A questo scopo – ha proseguito Malavasi – deve essere sicuramente valorizzato il trasporto pubblico non di linea che, sia pure nel vuoto normativo, si è dimostrato un successo per alcune ben determinate categorie di utenza: trasporti scolastici, trasporti sanitari, trasporti di soggetti diversamente abili.
Per Rete Imprese Italia occorre una strategia di intervento sulla mobilità urbana, in grado di inserire le azioni di Regioni ed Enti locali all’interno di un quadro organico comune, finalizzato ad accrescere l’accessibilità dei centri abitati a persone e merci.

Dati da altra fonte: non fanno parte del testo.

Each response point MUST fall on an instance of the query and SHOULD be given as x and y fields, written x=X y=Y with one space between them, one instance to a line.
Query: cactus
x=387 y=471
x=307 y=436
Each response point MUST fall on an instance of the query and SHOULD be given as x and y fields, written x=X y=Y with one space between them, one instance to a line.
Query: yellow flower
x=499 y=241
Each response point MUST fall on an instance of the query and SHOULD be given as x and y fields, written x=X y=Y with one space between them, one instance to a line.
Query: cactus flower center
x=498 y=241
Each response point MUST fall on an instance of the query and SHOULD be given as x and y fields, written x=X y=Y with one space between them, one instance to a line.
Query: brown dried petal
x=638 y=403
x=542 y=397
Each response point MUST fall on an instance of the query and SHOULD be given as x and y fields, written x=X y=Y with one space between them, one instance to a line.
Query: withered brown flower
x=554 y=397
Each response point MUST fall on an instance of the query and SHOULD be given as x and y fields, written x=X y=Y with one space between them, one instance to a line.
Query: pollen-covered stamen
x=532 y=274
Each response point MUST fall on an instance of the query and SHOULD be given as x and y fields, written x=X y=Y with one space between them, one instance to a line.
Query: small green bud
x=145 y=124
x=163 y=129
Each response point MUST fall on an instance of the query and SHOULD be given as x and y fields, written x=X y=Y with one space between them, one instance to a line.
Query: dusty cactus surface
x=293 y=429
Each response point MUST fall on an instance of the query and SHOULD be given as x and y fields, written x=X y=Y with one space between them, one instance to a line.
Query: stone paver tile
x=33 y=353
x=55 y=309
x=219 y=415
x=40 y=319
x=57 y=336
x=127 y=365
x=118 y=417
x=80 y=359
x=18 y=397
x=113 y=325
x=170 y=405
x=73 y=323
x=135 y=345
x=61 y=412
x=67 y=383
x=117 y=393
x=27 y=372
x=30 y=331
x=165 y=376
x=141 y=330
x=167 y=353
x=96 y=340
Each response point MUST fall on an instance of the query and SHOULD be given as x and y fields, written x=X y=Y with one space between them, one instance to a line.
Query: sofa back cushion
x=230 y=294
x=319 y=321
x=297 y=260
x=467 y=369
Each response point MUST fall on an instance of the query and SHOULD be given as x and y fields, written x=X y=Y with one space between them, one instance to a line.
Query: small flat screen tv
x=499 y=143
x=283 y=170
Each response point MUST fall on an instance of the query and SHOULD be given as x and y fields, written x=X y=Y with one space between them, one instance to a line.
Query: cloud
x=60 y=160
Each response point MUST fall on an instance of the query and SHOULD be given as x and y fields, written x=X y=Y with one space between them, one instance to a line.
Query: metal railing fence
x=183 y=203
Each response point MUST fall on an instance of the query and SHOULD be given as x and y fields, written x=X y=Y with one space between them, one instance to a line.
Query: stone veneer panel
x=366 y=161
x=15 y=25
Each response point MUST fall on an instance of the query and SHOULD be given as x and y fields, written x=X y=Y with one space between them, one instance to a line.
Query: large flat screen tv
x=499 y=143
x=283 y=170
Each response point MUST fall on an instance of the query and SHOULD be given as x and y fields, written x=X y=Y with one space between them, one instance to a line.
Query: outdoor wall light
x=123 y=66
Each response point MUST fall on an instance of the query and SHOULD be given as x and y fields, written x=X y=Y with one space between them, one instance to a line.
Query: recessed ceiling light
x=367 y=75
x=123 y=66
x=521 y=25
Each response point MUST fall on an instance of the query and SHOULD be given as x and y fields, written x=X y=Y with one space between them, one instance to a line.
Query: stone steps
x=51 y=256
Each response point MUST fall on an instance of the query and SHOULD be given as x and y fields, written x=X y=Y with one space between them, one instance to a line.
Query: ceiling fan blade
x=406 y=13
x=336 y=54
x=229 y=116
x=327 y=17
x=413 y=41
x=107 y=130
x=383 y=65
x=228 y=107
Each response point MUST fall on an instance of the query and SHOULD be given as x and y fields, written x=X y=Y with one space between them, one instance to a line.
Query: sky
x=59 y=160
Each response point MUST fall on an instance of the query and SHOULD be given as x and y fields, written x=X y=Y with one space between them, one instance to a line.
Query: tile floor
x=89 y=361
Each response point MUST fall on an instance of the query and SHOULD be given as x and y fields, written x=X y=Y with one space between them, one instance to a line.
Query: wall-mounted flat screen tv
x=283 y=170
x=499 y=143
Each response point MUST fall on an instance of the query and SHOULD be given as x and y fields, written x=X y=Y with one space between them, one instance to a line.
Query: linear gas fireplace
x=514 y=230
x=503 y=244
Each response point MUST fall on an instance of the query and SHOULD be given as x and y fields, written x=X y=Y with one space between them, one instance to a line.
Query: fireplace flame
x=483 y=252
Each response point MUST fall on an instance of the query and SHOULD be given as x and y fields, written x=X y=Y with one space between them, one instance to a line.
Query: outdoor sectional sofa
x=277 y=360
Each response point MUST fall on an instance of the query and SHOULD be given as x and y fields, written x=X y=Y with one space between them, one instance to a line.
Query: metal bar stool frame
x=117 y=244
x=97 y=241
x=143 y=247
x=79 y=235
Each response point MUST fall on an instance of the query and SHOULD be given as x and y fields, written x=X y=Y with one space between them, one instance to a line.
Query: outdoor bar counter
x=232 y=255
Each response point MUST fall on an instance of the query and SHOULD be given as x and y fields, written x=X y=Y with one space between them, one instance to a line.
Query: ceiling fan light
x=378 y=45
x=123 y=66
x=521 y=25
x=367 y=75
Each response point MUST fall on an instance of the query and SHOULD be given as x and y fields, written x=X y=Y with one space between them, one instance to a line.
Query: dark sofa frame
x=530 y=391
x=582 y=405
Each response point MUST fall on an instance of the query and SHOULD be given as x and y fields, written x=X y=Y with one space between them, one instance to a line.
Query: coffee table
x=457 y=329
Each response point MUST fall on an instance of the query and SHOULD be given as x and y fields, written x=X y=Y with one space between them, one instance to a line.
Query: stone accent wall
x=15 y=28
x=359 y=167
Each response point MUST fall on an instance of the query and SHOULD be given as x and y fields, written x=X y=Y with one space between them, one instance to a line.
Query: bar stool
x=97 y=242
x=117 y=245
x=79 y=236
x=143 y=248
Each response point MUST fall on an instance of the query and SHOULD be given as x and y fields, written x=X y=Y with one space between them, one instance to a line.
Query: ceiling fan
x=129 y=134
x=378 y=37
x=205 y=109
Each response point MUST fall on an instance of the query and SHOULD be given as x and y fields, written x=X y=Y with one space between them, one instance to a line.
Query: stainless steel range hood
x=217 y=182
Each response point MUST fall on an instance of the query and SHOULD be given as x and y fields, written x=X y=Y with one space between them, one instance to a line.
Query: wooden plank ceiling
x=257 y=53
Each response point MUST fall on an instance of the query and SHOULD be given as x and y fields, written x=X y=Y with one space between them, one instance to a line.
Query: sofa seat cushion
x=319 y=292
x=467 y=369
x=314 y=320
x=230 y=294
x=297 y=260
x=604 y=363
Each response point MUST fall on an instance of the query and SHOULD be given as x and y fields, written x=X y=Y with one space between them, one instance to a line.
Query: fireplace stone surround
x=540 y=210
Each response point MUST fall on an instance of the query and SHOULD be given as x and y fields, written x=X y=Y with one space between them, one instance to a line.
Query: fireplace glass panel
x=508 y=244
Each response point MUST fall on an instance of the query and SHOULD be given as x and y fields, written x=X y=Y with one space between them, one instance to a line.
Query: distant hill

Obiettivi prioritari di questa strategia nazionale sono:
– Il potenziamento e la riforma dei servizi di trasporto pubblico locale;
– Il rilancio degli strumenti di pianificazione del sistema della mobilità integrati con quelli generali di governo del territorio;
– La valorizzazione del ruolo del sistema dei parcheggi e della sosta;
– Il sostegno all’efficacia e all’efficienza della distribuzione urbana delle merci.
L’intervento normativo e finanziario, ha sottolineato il Presidente di Rete Imprese Italia, va rapidamente attuato. Il nostro Paese non brilla né sul versante dell’offerta né su quello della domanda, rispetto alla media europea.